Labor Day was the perfect day for the grand opening of Arizona's first worker rights center.

What's a worker rights center, you ask?

The Interfaith Worker Justice AZ Worker Rights Center is a place where anyone who gets paid for his or her labor can come to learn his or her rights under AZ law, and find out how to seek remedies when those rights are violated.

We teach workers how to use legal remedies to respond workplace violations, provide legal aid, and help workers reach out to educate and assist others who've faced similar abuse and exploitation. We call on employers, large and small, who are charged with unsafe working conditions, wage theft, overtime exploitation, discrimination, and violating workers' civil and human rights to dialog and to reach voluntary restitution. If necessary, we also hold demonstrations and prayer vigils to draw the public's attention to intractable abuse. Not least, we work to increase Arizona's minimum wage to living wage levels, testify at state and federal hearings, and work to pass laws to create fair, just, and safe working conditions for all Arizonans.

What does Arizona law do to protect Arizona workers, you ask?
I'll tell you right now: Precious little. Worse still, perhaps, is the state's labor culture. This is not the place to come expecting respect for workers' rights.

A more anti-labor mentality I've never seen anywhere. That's saying something, because I grew up in the Southeast and cut my teeth on so-called "right to work" Republican lawmaking. I think it's because this state has deep roots in the most brutal mining and agricultural traditions of the Old West--copper, citrus, construction, and cotton--each as cruel an exploiter of Native Americans, Mexicans, and poor Anglos as anything the South ever offered.
Maybe today's enslavement here is more of the company-store variety, but without a doubt there are out-of-the-way places in Arizona where undocumented workers are routinely trapped without means of escape to work in slave labor conditions. (For an eye-opener on slave labor in America in today's global economy, see Nobodies.)

Wage Theft

It's not getting better. The raging wars on unions and on undocumented workers seems to have given unscrupulous employers large and small a license to let loose, big time. On our first day, 27 people walked in for help, and over 100 people called to report mostly wage theft. That's when a person works for days or even weeks and isn't paid one thin dime.

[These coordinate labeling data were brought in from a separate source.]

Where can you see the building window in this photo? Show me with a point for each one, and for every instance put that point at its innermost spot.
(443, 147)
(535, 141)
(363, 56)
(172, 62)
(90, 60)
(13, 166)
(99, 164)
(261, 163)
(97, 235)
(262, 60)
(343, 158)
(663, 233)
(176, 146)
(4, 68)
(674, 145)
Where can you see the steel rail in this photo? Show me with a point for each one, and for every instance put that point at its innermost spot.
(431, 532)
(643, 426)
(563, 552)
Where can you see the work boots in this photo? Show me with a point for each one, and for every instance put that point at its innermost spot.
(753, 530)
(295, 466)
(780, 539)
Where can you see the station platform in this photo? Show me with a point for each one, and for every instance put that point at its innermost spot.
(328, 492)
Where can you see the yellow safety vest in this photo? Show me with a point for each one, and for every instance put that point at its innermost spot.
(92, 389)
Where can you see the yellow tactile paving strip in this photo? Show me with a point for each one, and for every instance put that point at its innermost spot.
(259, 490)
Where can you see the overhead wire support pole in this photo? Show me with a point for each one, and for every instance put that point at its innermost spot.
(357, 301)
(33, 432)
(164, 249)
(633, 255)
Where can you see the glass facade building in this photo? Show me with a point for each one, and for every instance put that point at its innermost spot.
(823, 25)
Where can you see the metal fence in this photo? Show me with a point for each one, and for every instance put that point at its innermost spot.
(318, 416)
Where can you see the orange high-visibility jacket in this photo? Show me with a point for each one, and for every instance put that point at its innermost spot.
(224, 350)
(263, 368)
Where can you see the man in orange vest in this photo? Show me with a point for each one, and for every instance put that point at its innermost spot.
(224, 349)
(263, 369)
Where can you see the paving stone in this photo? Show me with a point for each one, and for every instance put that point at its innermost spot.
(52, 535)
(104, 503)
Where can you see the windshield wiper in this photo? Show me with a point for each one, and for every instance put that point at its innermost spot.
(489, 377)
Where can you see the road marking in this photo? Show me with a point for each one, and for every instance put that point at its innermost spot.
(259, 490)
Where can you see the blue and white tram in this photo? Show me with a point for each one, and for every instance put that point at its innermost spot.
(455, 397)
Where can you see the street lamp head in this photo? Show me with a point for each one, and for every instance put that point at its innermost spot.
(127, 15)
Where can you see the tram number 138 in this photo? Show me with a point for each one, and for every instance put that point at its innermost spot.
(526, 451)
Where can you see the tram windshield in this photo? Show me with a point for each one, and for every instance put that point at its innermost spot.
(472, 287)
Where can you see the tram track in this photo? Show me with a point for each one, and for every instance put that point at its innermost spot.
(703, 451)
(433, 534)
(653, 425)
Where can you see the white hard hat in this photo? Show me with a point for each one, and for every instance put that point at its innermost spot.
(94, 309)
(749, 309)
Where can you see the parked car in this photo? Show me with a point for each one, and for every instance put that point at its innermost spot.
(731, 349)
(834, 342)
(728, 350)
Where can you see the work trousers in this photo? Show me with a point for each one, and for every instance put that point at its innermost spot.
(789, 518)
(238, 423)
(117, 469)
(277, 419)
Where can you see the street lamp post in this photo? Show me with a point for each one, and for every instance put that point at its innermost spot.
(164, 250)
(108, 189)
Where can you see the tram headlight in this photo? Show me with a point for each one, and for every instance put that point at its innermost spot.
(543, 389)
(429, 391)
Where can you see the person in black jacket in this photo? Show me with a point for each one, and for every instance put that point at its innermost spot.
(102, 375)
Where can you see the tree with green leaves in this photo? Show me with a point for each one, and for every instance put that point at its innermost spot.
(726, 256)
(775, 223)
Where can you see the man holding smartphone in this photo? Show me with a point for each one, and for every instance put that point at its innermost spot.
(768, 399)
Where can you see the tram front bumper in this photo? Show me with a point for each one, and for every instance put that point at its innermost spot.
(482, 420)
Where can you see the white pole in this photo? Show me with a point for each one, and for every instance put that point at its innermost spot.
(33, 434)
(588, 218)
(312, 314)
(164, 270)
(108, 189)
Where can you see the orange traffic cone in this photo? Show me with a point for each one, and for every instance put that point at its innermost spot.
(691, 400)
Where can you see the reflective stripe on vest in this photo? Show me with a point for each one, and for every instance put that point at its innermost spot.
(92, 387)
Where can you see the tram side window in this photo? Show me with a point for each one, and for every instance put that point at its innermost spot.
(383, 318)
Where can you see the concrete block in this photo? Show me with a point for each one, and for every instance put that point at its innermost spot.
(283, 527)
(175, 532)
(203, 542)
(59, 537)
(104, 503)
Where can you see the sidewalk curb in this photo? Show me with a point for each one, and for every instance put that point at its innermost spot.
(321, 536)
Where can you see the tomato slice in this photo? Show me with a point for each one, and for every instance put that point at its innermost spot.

And it happens all the time. Mostly, from what I've seen so far, the cheatering exploiters are small-time contractors--house painters, roofers, landscapers and the like--who hire day laborers for short- and medium-term jobs at an agreed-upon pay rate and then stiff the workers, most of whom are men and women new to this country. They don't speak English well and they know little about how to protect themselves. As long as they have to work to live, they're easy marks for unscrupulous predators.

And it's not limited to the small-timers. I've personally interviewed men who work for large, prominent, well-known commercial and residential construction companies. Their stories made me ashamed and angry. It blows my mind that everybody isn't ashamed and angry. When one of us cheats and abuses others, it reflects badly on all of us. What's more, it ought to be obvious that any employer who will exploit his or her workers will also exploit his or her customers.

But now, at last, there's a Worker Rights Center in Arizona. It's not going to solve the problem of worker abuse, but it's a brave step in the right direction, and as a bit player in the Center, I'm awfully proud of it. I hope you will be, too.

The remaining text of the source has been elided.